Answer: To solve this problem, we can use the principle of conservation of momentum and conservation of mechanical energy.
Step 1: Conservation of Momentum
Before the impact, the bullet is moving with speed "v" towards the block. After the impact, the combined system of the bullet and the block move together with a common velocity "V". According to the conservation of momentum:
Initial momentum of the system = Final momentum of the system
m_bullet * v = (m_bullet + m_block) * V
Step 2: Conservation of Mechanical Energy
When the bullet and the block move together after impact, their maximum displacement occurs when all the initial kinetic energy of the bullet is converted into the elastic potential energy stored in the spring at the maximum displacement. Using conservation of mechanical energy:
Initial kinetic energy of the bullet = Maximum elastic potential energy in the spring
(1/2) * m_bullet * v^2 = (1/2) * k * A^2
where "k" is the spring constant, and "A" is the amplitude of vibration.
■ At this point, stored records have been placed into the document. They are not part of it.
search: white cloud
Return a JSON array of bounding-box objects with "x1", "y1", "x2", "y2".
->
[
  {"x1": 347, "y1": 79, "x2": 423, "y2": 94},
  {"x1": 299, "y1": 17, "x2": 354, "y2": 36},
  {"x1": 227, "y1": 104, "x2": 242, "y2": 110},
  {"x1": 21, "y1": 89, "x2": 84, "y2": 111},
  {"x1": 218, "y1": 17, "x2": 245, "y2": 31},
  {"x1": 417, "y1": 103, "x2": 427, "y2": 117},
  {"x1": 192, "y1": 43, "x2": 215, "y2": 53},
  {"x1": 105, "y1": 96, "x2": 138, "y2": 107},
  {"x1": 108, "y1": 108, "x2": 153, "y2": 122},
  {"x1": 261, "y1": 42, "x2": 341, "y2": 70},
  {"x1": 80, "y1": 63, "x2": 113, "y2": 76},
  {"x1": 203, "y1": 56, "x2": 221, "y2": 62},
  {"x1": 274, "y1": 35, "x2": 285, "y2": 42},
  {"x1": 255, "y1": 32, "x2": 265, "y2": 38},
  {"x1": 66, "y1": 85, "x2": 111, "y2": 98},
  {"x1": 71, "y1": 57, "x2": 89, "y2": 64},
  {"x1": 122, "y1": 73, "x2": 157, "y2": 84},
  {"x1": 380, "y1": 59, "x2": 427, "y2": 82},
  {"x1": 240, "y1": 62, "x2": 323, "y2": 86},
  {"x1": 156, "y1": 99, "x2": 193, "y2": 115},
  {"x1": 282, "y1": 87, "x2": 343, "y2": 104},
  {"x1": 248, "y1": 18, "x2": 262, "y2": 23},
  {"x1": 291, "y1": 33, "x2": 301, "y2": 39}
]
Now, let's plug in the given values:
m_bullet = 22.0 g = 0.0220 kg
m_block = 0.85 kg
k = 5.30 × 10^3 N/m
A = 20 cm = 0.20 m
Step 3: Solve for "v" using the equations from Step 1 and Step 2:
From Step 1:
0.0220 kg * v = (0.0220 kg + 0.85 kg) * V
v = 0.87234 * V ............(i)
From Step 2:
(1/2) * 0.0220 kg * v^2 = (1/2) * 5.30 × 10^3 N/m * (0.20 m)^2
0.5 * 0.0220 kg * v^2 = 530 * 0.04
v^2 = 530 * 0.04 / 0.0220 kg
v^2 = 960
v = √960
v = 31.0485 m/s ...........(ii)
Step 4: Substitute the value of "v" from equation (ii) into equation (i) to find "V":
v = 0.87234 * V
31.0485 m/s = 0.87234 * V
V = 31.0485 m/s / 0.87234
V = 35.6 m/s
Therefore, the speed of the bullet before impact was approximately 35.6 m/s.